If \(\nu_1\) and \(\nu_2\) are negligible functions, and \(p\) is a polynomial, then:

1. \(\nu_1+\nu_2\) is negligible.
2. \(p\cdot \nu_1\) is negligible.

We want to show:

\[ \nu_1(\lambda)+\nu_2(\lambda) \]

is negligible.

Let \(c>0\) be arbitrary.

Since \(\nu_1\) is negligible, for sufficiently large \(\lambda\),

\[ \nu_1(\lambda) < \lambda^{-(c+1)}. \]

Since \(\nu_2\) is negligible, for sufficiently large \(\lambda\),

\[ \nu_2(\lambda) < \lambda^{-(c+1)}. \]

Let \(\lambda'\) be large enough so that both inequalities hold for all

\[ \lambda > \lambda'. \]

Then for all \(\lambda>\lambda'\),

\[ \nu_1(\lambda)+\nu_2(\lambda) < \lambda^{-(c+1)}+\lambda^{-(c+1)}. \]

Thus

\[ \nu_1(\lambda)+\nu_2(\lambda) < 2\lambda^{-(c+1)}. \]

For \(\lambda>2\),

\[ 2\lambda^{-(c+1)} < \lambda^{-c}. \]

Therefore, for sufficiently large \(\lambda\),

\[ \nu_1(\lambda)+\nu_2(\lambda) < \lambda^{-c}. \]
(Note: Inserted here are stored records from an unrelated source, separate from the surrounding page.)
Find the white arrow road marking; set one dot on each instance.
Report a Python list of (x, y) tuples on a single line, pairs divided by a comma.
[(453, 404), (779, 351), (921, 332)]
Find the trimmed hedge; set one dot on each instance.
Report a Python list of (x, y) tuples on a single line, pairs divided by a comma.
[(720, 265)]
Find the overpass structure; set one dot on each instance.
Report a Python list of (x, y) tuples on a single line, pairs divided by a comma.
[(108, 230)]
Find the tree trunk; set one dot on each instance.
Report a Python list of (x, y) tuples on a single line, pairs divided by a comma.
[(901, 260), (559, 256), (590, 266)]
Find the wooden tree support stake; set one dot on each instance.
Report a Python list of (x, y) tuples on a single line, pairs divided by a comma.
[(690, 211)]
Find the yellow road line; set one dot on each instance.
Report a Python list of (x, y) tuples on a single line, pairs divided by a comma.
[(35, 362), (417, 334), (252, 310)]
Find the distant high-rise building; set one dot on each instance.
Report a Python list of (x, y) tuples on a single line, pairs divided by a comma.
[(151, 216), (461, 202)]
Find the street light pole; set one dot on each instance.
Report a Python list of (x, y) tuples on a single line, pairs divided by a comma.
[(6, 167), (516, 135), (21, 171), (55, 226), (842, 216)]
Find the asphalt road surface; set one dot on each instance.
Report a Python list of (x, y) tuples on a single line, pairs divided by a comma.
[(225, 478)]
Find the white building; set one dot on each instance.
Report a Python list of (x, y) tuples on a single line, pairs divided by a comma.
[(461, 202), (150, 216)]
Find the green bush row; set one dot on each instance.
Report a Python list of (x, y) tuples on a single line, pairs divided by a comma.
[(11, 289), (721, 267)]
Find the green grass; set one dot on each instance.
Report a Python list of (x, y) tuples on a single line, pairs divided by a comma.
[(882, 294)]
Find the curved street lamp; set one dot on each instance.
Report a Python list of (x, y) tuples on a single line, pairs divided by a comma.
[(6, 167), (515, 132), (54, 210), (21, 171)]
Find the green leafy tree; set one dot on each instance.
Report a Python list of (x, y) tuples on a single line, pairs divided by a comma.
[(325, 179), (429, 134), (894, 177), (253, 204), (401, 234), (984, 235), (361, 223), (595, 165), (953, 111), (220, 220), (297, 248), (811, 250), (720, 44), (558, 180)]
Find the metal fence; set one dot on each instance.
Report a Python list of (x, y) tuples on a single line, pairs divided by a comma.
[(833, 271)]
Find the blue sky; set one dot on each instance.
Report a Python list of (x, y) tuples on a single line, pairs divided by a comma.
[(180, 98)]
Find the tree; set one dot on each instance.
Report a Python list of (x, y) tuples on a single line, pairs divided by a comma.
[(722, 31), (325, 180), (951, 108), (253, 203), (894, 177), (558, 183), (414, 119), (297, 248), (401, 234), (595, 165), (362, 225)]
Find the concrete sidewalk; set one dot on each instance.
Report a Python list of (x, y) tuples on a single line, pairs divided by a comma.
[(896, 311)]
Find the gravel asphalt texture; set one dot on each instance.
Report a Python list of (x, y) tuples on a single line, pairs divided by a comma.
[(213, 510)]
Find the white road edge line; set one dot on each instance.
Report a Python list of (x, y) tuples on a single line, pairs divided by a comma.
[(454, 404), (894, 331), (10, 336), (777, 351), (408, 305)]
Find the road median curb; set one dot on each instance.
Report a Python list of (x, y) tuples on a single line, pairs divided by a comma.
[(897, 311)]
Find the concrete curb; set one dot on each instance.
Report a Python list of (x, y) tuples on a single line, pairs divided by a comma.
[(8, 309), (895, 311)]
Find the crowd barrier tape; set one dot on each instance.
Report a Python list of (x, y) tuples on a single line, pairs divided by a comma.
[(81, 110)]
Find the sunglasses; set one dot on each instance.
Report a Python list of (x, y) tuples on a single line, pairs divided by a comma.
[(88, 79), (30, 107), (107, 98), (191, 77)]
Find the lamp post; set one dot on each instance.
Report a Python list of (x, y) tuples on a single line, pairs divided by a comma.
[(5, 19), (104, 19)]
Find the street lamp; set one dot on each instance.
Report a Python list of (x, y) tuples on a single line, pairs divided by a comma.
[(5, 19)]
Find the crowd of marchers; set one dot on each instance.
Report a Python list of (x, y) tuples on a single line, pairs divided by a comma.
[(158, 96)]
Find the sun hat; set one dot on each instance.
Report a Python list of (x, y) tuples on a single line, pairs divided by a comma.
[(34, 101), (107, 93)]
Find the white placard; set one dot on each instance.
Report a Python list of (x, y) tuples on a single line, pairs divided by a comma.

Since \(c>0\) was arbitrary,

\[ \nu_1+\nu_2 \]

is negligible.

Let

\[ p(\lambda) \]

be a polynomial.

For simplicity, suppose

\[ p(\lambda) \le \lambda^d \]

for some constant \(d>0\) and sufficiently large \(\lambda\).

Since \(\nu_1\) is negligible, for every \(c>0\), in particular for \(c+d\), there exists a sufficiently large \(\lambda\) such that

\[ \nu_1(\lambda) < \lambda^{-(c+d)}. \]

Then

\[ p(\lambda)\nu_1(\lambda) \le \lambda^d \cdot \lambda^{-(c+d)} = \lambda^{-c}. \]

Since this holds for every \(c>0\) and sufficiently large \(\lambda\),

\[ p\cdot \nu_1 \]

is negligible.

The lecture also expresses this using asymptotic notation:

\[ \nu_1(\lambda)=\lambda^{-\omega(1)}. \]

If

\[ p(\lambda)=\lambda^c, \]

then

\[ p(\lambda)\nu_1(\lambda) = \lambda^c\cdot \lambda^{-\omega(1)} = \lambda^{c-\omega(1)} = \lambda^{-\omega(1)}. \]

So multiplying a negligible function by a polynomial still gives a negligible function.